The Eclaircissement de la langue Françoise, by John Palsgrave, 1530, and the Introductory to learn, pronounce, and speak the French tongue, by Giles Du Wes or Dewes, written some years later for the use of the Princess Mary in the same way as Linacre’s Latin Grammar had been, are sufficiently familiar from their reproduction in modern times under the auspices of the French Government. Dewes was not improbably related to a person of the same name who acted as preceptor to the son of Cromwell, Earl of Essex. Both he and Palsgrave were professional teachers; but Palsgrave was a Londoner, who had completed his studies in the Parisian Gymnasium; and he at all events was a Latin, no less than a French scholar. In the dedication of his English version of the Comedy of Acolastus to Henry VIII. in 1540, he speaks at some length, and in laudatory terms, of the official Primer issued in that year, and he also conveys to us the notion of being then advanced in life.

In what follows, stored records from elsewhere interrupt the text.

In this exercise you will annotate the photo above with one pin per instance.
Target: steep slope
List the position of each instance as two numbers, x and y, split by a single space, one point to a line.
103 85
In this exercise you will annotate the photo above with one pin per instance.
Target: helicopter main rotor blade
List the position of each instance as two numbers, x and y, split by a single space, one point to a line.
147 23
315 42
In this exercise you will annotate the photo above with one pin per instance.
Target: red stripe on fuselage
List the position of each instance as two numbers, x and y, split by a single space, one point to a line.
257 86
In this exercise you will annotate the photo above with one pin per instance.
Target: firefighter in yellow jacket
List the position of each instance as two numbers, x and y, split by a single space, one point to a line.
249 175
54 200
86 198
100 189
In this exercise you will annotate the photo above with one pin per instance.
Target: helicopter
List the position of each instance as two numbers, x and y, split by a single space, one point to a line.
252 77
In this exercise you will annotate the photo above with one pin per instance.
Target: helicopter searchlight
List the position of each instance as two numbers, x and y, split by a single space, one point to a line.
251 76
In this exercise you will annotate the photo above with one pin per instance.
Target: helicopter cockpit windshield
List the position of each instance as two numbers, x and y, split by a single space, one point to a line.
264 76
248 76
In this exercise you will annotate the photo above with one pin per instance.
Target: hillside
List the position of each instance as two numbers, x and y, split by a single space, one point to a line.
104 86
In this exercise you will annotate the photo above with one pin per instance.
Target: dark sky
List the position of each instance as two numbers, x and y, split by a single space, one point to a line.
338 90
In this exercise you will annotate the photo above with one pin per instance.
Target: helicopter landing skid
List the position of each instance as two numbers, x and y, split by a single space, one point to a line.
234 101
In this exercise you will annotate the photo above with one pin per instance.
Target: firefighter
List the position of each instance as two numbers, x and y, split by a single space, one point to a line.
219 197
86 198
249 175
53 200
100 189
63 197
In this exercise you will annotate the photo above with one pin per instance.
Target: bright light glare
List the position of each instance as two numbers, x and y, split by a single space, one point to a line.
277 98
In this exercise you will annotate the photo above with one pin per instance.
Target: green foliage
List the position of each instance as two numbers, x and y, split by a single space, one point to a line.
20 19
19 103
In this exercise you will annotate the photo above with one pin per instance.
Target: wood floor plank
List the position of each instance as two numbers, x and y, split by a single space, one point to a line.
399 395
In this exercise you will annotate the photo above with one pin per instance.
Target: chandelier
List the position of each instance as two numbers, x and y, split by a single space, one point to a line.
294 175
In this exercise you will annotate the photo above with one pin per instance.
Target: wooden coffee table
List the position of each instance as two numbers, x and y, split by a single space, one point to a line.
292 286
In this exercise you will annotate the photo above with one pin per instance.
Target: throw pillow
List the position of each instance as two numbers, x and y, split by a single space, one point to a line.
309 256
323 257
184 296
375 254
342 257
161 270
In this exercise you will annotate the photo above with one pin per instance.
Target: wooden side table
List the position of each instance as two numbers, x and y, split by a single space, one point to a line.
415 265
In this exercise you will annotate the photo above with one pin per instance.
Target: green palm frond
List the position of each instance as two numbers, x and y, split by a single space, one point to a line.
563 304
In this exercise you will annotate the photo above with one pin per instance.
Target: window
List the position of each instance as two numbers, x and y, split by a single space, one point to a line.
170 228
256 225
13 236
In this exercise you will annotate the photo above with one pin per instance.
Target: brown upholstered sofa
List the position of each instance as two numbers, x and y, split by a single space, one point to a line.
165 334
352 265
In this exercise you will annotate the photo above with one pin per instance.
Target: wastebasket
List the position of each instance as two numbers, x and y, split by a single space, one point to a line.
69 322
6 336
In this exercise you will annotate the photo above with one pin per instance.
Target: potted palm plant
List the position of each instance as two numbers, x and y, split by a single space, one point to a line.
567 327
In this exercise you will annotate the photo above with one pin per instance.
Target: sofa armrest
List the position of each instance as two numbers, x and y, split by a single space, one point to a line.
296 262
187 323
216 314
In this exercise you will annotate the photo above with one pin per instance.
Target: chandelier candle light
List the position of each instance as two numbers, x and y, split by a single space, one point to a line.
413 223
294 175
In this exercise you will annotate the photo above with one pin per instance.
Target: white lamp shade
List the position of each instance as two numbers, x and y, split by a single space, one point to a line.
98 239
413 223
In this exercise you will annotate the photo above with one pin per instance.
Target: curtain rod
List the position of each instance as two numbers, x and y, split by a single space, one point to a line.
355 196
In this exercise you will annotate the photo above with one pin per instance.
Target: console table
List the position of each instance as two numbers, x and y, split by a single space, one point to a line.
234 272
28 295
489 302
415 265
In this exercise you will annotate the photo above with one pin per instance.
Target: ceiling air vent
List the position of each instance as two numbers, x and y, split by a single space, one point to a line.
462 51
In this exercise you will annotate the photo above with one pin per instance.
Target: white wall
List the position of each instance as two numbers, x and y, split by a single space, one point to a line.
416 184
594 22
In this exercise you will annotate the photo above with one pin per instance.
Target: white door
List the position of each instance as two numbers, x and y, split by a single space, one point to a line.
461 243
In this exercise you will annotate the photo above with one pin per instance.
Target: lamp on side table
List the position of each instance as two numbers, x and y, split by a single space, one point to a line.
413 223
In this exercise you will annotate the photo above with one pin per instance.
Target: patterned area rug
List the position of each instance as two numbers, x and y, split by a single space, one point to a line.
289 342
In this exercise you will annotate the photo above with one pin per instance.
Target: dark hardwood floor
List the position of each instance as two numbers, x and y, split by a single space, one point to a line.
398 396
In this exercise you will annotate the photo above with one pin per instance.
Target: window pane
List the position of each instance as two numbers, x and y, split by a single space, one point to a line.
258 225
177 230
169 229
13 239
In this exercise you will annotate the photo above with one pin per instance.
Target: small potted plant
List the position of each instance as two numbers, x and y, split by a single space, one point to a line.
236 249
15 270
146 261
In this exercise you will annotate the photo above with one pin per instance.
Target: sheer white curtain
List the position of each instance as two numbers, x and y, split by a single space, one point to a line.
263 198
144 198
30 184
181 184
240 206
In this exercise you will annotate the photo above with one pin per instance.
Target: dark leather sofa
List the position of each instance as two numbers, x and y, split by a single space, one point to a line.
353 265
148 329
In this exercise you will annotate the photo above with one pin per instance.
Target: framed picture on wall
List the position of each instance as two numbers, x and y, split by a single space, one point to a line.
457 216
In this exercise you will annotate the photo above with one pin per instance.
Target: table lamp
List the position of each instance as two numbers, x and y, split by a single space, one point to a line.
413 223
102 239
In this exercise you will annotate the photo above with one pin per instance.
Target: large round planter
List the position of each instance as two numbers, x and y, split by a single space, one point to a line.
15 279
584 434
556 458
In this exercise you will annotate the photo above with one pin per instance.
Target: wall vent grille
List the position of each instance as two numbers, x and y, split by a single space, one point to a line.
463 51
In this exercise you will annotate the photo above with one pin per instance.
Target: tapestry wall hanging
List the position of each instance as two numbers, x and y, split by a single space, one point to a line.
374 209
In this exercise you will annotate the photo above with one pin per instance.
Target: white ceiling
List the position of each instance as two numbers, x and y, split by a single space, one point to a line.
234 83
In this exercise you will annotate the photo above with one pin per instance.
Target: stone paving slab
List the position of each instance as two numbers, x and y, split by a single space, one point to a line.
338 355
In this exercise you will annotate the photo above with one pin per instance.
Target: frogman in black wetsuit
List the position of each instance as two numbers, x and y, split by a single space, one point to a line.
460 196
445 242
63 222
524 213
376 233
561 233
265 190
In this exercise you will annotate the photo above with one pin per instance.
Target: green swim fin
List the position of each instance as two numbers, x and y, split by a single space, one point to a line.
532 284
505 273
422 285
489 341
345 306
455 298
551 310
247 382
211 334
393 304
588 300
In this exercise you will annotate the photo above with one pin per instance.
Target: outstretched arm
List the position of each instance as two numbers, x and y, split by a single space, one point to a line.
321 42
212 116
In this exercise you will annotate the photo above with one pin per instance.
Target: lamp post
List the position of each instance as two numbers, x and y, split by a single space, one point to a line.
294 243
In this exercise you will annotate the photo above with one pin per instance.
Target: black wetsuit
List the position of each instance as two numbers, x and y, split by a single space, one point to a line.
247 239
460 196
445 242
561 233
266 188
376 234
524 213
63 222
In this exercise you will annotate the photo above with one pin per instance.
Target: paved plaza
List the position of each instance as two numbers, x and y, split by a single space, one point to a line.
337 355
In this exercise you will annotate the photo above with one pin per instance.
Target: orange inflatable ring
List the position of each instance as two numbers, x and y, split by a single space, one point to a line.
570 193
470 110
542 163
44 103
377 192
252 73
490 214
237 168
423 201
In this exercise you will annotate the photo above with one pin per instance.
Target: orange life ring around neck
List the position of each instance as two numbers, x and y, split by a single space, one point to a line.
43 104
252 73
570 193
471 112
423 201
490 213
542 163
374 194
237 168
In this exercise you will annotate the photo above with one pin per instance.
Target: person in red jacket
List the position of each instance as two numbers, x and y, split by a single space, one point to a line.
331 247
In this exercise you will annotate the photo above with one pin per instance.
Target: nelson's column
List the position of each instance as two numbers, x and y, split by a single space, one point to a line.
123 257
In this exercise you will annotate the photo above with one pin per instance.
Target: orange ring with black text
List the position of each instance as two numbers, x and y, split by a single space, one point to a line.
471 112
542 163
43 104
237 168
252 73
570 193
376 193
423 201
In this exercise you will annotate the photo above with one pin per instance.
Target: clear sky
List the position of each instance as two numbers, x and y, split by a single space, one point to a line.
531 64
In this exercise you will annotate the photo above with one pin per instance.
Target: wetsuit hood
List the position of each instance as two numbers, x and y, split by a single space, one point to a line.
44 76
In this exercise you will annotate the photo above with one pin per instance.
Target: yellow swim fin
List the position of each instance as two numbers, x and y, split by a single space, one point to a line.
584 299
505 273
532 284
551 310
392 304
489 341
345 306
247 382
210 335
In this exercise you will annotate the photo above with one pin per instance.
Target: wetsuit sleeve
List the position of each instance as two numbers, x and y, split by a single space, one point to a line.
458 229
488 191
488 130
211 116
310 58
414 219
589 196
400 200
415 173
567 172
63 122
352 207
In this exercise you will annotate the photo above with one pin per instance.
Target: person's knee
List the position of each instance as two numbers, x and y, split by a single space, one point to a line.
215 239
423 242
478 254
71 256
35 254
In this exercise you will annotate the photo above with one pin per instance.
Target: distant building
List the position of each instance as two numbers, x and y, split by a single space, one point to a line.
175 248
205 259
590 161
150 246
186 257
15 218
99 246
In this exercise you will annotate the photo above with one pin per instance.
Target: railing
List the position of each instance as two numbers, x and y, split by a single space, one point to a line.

Nearly, if not quite, contemporary with him and Dewes was Pierre du Ploiche, who in the time of Henry published a very curious little volume of more general scope, called A Treatise in English and French right necessary and profitable for all young children. Du Ploiche, when this work appeared, was residing in Trinity Lane, at the sign of the Rose. He gives us in parallel columns, the English on the left hand, and the French equivalent on the right, the Catechism, the Litany and Suffrages, and a series of Prayers. These occupy three sections; the fourth, fifth, and sixth sections are devoted to secular and familiar topics: For to speake at the table, for to aske the way, and for to bie and sell; and the concluding portion embraces the A. B. C. and Grammar.

The English is pretty much on a par with that found in educational treatises produced by foreigners, and the French itself is decidedly of an archaic cast, though, doubtless, such as was generally recognised and understood in the sixteenth century. I shall pass over the religious divisions, and transcribe a few specimens from the three groups of dialogue on social or personal subjects.

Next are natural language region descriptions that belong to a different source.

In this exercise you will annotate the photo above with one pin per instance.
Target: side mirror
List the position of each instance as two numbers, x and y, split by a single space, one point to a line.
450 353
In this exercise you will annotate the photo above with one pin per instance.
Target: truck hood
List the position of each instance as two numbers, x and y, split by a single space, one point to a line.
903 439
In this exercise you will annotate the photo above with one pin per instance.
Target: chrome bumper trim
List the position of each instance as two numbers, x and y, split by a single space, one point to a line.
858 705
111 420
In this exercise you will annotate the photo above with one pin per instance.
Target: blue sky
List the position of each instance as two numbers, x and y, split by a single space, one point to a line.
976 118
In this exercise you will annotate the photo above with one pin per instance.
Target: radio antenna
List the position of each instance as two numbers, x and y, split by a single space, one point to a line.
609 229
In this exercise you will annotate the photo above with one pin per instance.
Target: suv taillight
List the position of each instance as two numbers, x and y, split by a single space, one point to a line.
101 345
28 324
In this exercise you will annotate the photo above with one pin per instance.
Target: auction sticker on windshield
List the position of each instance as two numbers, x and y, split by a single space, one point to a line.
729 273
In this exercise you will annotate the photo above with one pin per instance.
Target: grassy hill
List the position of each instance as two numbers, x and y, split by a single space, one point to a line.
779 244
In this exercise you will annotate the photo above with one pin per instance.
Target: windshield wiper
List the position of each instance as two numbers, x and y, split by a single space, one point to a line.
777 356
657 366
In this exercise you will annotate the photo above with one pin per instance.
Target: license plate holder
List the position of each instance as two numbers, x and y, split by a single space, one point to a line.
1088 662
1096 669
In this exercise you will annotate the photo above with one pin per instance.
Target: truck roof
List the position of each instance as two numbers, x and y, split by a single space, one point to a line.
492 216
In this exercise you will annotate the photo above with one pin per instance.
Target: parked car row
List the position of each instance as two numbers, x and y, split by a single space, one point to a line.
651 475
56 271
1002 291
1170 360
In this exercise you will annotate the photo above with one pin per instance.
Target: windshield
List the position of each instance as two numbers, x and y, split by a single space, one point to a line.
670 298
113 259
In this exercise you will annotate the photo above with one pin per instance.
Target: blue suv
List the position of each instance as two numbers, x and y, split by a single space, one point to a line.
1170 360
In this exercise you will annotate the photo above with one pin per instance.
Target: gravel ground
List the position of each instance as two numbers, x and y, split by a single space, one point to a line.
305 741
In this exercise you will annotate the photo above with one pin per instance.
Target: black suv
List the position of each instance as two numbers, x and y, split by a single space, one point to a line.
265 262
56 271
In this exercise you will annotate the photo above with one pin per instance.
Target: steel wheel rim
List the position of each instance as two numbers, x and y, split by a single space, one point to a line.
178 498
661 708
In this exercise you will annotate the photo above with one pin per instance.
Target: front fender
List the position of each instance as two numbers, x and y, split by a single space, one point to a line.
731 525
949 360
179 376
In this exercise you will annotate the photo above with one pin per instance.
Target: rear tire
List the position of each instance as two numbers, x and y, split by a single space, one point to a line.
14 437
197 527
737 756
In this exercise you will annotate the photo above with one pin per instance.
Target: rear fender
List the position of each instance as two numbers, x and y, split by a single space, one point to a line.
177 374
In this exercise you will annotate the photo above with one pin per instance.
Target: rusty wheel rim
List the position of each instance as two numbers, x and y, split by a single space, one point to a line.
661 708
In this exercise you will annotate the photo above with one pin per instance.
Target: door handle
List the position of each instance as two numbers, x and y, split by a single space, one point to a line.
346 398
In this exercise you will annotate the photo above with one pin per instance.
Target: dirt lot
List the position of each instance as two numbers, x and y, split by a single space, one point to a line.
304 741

The third chapter, where the scene at a meal is depicted, affords, of course, some interesting suggestions and illustrations, yet little that is very new, except that we seem to get a glimpse of the practice, borrowed from monastic life, of some one reading aloud while the rest were at their repast. For one says: “Reade Maynerd, Lisez Maynart,” to which the other rejoins: “Where shall I reade?” and the first answers: “There where your fellow lefte yesterday,” so that it was apparently the custom to take turns. We perceive, too, that the dinner was both ushered in and wound up with very elaborate graces. In this dialogue, as well as in the next about asking the way, there is mention of almost every description of utensil, but no reference to the fork, which was not yet in general use.

There is a delicate refinement of phraseology here and there, as where “You ly” is rendered “Vous espargnez la verité;” and Du Ploiche does not fail to advertise himself and his address, for when one of the interlocutors demands: “Where go you to schole?” the other is made to reply: “In trinytie lane at the signe of the Rose.”

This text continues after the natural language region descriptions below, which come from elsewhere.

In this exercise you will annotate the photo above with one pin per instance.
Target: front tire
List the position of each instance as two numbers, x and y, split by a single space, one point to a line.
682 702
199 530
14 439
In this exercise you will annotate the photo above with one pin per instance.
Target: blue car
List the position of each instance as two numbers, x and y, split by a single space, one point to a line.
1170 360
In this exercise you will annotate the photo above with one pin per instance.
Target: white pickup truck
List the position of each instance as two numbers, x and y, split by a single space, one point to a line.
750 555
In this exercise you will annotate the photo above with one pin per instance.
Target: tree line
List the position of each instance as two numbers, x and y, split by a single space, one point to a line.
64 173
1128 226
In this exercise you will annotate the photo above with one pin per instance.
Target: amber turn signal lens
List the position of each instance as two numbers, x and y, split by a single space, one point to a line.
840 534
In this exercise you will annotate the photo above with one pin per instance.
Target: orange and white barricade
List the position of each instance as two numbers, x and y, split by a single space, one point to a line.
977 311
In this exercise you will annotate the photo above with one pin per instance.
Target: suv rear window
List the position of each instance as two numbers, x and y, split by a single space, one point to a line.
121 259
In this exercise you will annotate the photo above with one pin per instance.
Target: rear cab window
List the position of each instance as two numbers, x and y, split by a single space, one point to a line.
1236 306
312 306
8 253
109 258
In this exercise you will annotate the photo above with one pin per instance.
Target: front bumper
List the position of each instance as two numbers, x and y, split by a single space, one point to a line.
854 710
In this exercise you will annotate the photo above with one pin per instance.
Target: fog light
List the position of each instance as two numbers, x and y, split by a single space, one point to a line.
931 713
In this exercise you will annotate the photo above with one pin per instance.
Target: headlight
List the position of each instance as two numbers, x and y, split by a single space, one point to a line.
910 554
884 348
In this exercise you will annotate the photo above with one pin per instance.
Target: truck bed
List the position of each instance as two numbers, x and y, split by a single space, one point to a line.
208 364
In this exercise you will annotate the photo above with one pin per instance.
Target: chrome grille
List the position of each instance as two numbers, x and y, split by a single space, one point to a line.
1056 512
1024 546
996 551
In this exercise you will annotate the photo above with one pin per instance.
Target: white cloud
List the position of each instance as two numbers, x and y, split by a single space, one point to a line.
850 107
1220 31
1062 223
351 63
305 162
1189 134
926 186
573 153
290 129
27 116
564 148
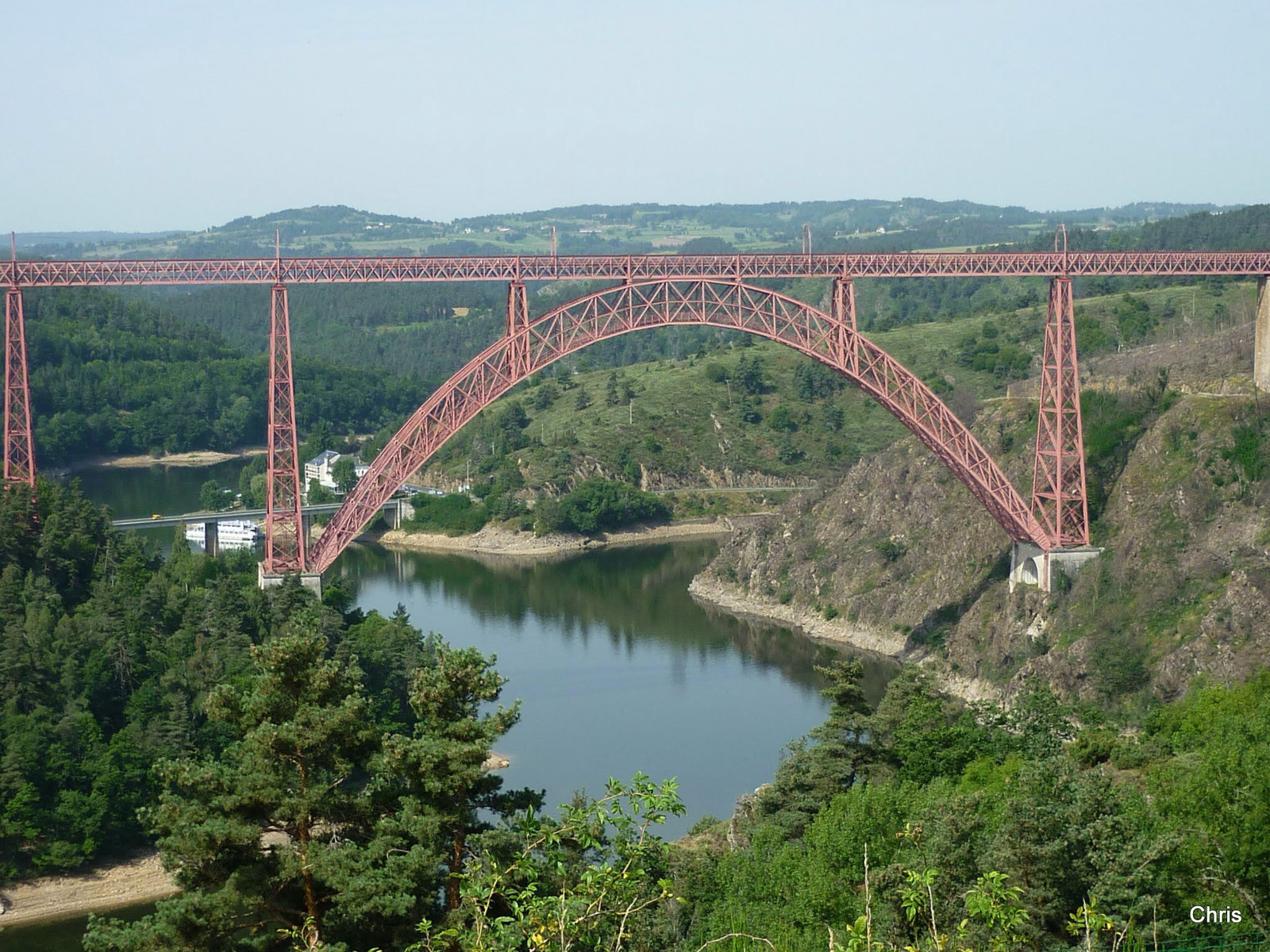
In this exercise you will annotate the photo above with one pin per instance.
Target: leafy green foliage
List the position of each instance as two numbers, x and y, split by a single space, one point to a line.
596 877
117 376
982 831
454 514
600 505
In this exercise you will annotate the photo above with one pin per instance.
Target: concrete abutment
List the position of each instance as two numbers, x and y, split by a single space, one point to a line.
268 581
1033 565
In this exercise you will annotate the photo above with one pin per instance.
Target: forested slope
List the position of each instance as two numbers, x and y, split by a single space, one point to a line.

The annexed extract from the same chapter may assist in fixing the date of the publication to 1544:—

“And you sir, from whence com you? Et vous seigneur, d’ou venez vous?
I come from Bulloigne. Ie viens de Boulongne.
From Englande, from Germany. D’Engleterre, d’Allemaigne.
What newes? Quelle nouuelles?
I know none but good. Ie ne sçay rien que bien.
I harde say i’ay ouy dire
That the Englishe men que les anglois
haue kylled many frenche men. ont occis beaucoup de François.
And where? Et ou?
Before Bulloigne. Deuant Boulongne.
When came the newes? Quant vinrent tez nouuelle?
This morninge by a post.” A ce matin par vng poste.

The portion which yields this matter comprises all the incidents of a long journey, the arrival at the inn, the call for refreshment, the baiting and putting up of the horse, the retirement to rest, and the breakfast before departure in the morning.

The sixth section, on buying and selling, exhibits no remarkable examples, or rather nothing that I can, with so large a choice, afford to cite, and the grammatical part follows the usual lines. The present treatise came to a new edition in 1578, but it does not seem to have been very successful.

In point of fact, the taste and demand for such a class of hand-books or primers had not fully set in. With the reign of Elizabeth the habit of foreign travel and the consequent value of a conversance with languages, especially French and Italian, imparted the first marked stimulus and development to this class of literary enterprise.